The server room was silent except for the hum of machines, but the code inside them was anything but safe. That changes the moment you step into the confidential computing onboarding process. Here, sensitive workloads move into a protected environment where data stays encrypted even while in use. No unauthorized eyes. No exposure in memory. Trust moves from promise to proof.
Confidential computing isn’t a marketing phrase. It’s a technical shift that transforms how applications handle sensitive information. The onboarding process is where that shift becomes real. Done right, it reduces attack surfaces, simplifies compliance, and builds an architecture you can prove secure. Done wrong, it adds cost, complexity, and blind spots.
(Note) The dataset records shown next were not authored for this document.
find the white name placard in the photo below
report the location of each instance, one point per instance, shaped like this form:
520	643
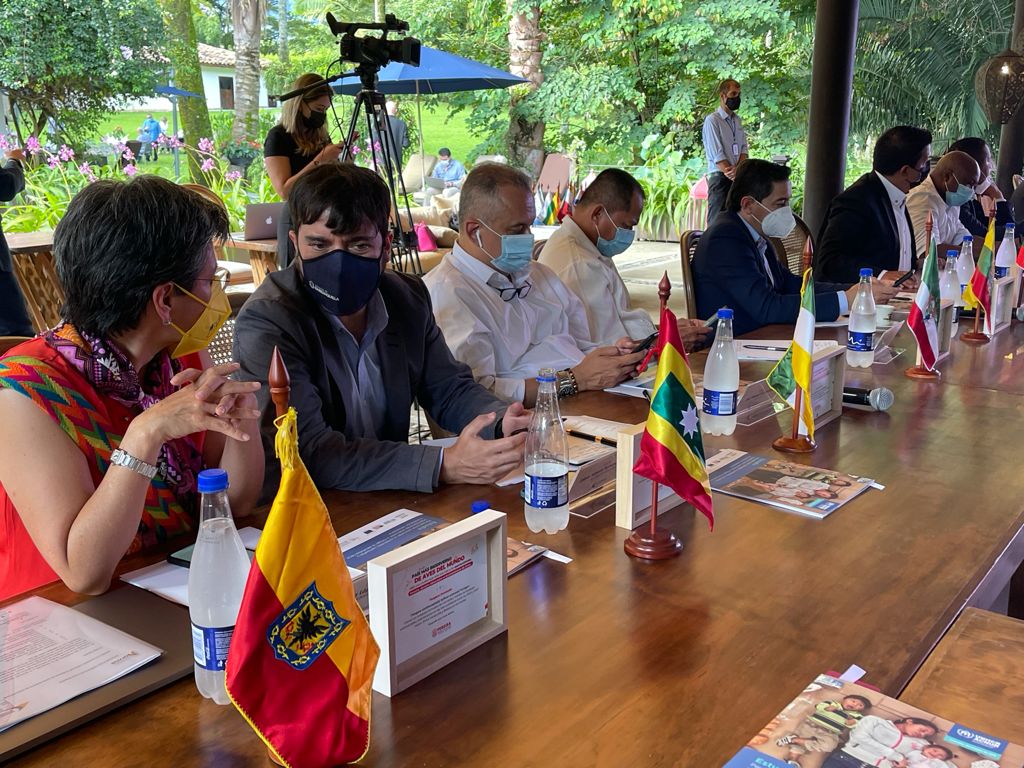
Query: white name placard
437	598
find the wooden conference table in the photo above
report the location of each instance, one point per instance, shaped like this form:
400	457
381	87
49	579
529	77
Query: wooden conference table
609	660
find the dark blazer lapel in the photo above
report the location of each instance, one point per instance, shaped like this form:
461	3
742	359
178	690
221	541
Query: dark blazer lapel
394	372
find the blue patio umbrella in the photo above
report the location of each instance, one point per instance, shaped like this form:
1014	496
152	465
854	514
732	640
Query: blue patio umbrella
439	72
173	93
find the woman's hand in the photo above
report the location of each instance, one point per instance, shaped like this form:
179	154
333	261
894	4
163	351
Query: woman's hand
207	400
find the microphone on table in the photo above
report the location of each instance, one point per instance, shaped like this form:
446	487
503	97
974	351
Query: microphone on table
879	399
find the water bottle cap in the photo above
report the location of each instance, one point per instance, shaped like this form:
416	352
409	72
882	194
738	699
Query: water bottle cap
212	480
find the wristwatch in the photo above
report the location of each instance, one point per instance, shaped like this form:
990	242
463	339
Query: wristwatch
124	459
566	383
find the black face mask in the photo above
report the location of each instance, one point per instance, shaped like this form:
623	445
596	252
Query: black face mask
314	120
341	282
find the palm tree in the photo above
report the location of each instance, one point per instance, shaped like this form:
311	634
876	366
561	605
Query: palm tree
916	60
247	20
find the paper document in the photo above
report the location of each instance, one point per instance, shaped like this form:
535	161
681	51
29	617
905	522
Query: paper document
772	349
50	653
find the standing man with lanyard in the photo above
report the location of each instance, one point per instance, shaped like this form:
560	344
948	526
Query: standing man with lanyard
725	145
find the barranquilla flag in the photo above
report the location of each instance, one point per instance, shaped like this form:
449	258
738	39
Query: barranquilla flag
793	373
301	664
977	289
924	321
672	448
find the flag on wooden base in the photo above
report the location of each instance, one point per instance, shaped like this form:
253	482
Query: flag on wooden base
301	664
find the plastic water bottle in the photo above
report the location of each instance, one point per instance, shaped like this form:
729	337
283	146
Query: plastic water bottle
860	337
721	380
949	288
216	581
1006	255
547	485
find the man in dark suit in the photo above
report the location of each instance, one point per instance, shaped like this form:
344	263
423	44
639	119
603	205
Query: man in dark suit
867	225
735	266
13	316
360	343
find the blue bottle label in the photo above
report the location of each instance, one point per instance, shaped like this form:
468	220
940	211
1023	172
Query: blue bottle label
719	403
859	341
547	493
210	646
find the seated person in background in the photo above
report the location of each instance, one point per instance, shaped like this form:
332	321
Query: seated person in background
989	201
107	419
949	185
867	224
506	315
449	170
735	266
359	343
581	253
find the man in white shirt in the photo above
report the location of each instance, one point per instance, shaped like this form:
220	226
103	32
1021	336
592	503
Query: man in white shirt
725	145
877	742
506	315
581	253
949	185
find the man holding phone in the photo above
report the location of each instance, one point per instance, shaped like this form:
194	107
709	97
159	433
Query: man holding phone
582	254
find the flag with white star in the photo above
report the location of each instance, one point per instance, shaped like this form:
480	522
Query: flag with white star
672	449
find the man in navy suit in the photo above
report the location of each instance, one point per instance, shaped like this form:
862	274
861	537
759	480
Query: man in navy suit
735	266
867	225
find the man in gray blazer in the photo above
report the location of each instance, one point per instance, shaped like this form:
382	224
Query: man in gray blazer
359	343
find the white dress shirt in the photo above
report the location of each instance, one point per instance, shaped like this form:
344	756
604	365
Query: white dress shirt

The first step is to define your scope. Identify workloads that must run inside a Trusted Execution Environment (TEE). This includes models trained on proprietary datasets, payment systems, healthcare records, and anything under strict regulatory control. Keep the target set small first. Complexity scales fast.
Second, choose your confidential computing platform. Hardware-backed TEEs like Intel SGX, AMD SEV, and ARM CCA lead the market, but the choice depends on workload requirements, cloud provider support, and integration with your existing stack. Managed confidential VMs can cut setup time without reducing protections.
Third, set up attestation. Without attestation, you can’t verify that your code is running inside a genuine TEE. Automate attestation checks so they run before workloads start. Securely store and verify measurement reports against known hashes. This ties execution integrity directly to deployment pipelines.